NMPF opposes Goodlatte-Scott amendment

Not surprisingly, the National Milk Producers Federation (NMPF) issued a statement opposing the Goodlatte/Scott amendment introduced on Monday, raising concerns House leadership may be pressuring Republican members to vote for the amendment.

U.S. Rep. Bob Goodlatte (D-Va.) and others introduced the Goodlatte/D. Scott/C. Collins/Moran/Duffy/Polis/Coffman/Meeks/Issa/DeGette/Sessions Amendment to the House version of the 2013 Farm Bill (H.R. 1947, the Federal Agriculture Reform and Risk Management (FARRM) Act of 2013). The amendment strikes the Dairy Market Stabilization Program (DMSP), part of the Dairy Security Act  included in the base text of the FARRM Act, replacing it with a stand-alone margin insurance program for dairy producers. 

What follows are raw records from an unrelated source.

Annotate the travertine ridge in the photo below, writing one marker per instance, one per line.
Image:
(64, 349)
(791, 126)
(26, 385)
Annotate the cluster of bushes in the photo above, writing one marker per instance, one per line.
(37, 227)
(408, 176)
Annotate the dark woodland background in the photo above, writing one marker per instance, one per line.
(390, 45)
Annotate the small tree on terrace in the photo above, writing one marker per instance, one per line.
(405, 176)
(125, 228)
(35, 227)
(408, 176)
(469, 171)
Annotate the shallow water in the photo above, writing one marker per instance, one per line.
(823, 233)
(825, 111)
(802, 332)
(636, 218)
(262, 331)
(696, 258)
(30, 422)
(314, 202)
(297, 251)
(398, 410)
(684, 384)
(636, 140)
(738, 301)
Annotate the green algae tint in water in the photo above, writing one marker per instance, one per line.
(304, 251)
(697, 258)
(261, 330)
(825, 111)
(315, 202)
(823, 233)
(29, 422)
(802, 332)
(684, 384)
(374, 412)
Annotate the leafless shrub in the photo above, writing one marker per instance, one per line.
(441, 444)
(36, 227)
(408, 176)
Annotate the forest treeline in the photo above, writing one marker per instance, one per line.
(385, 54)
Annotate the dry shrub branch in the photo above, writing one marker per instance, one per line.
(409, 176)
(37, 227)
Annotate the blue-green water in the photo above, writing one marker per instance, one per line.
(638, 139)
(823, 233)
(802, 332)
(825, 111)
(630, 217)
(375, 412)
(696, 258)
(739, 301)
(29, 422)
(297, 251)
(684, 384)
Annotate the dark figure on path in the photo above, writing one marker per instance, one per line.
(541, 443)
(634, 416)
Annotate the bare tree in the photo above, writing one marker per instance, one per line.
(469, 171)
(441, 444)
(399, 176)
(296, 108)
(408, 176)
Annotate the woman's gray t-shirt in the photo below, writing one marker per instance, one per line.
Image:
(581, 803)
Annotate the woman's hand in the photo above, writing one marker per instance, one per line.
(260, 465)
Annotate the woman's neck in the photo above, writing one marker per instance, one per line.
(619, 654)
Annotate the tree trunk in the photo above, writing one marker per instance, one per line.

“The nation’s dairy farmers strongly oppose efforts in the House to gut the farm bill’s dairy title through an amendment offered by Reps. Goodlatte and Scott,” said Jerry Kozak, NMPF president and CEO. “We urge members of the House to reject this amendment, which would undo four years of hard work to develop a new, cost-effective safety net for America’s dairy farmers.

“We understand that the House leadership is pressuring members to vote in favor of the Goodlatte-Scott amendment,” he continued. “But if the debate on the farm bill’s dairy title is about what the best policy is for taxpayers and consumers, as well as farmers, then we have the best case to make to Congress.

“The Dairy Security Act, already approved twice by the House Agriculture Committee, and contained in the Senate-passed farm bill, creates a voluntary margin insurance program,” Kozak explained. “The costs for this are shared by farmers and mitigated by the program’s market stabilization element. By eliminating the market stabilization component, the Goodlatte-Scott approach removes the cost control mechanism from this measure, greatly increasing government and taxpayer costs.”

 “The Dairy Security Act is more in tune with where Congress wants to go with farm policy, in terms of limiting taxpayer costs and minimizing any impact on consumers,” he said. “In fact, it is dairy farmers who are urging Congress to eliminate three existing farm programs. It’s dairy farmers who have expressed genuine interest in limiting the costs of farm programs, unlike processors, who have no real stake in limiting  government costs, and stand to benefit by creating a surplus of milk that puts farm families out of business. Congress needs to side with farmers and their families, not corporate processors, in the debate about the future of farm policy.”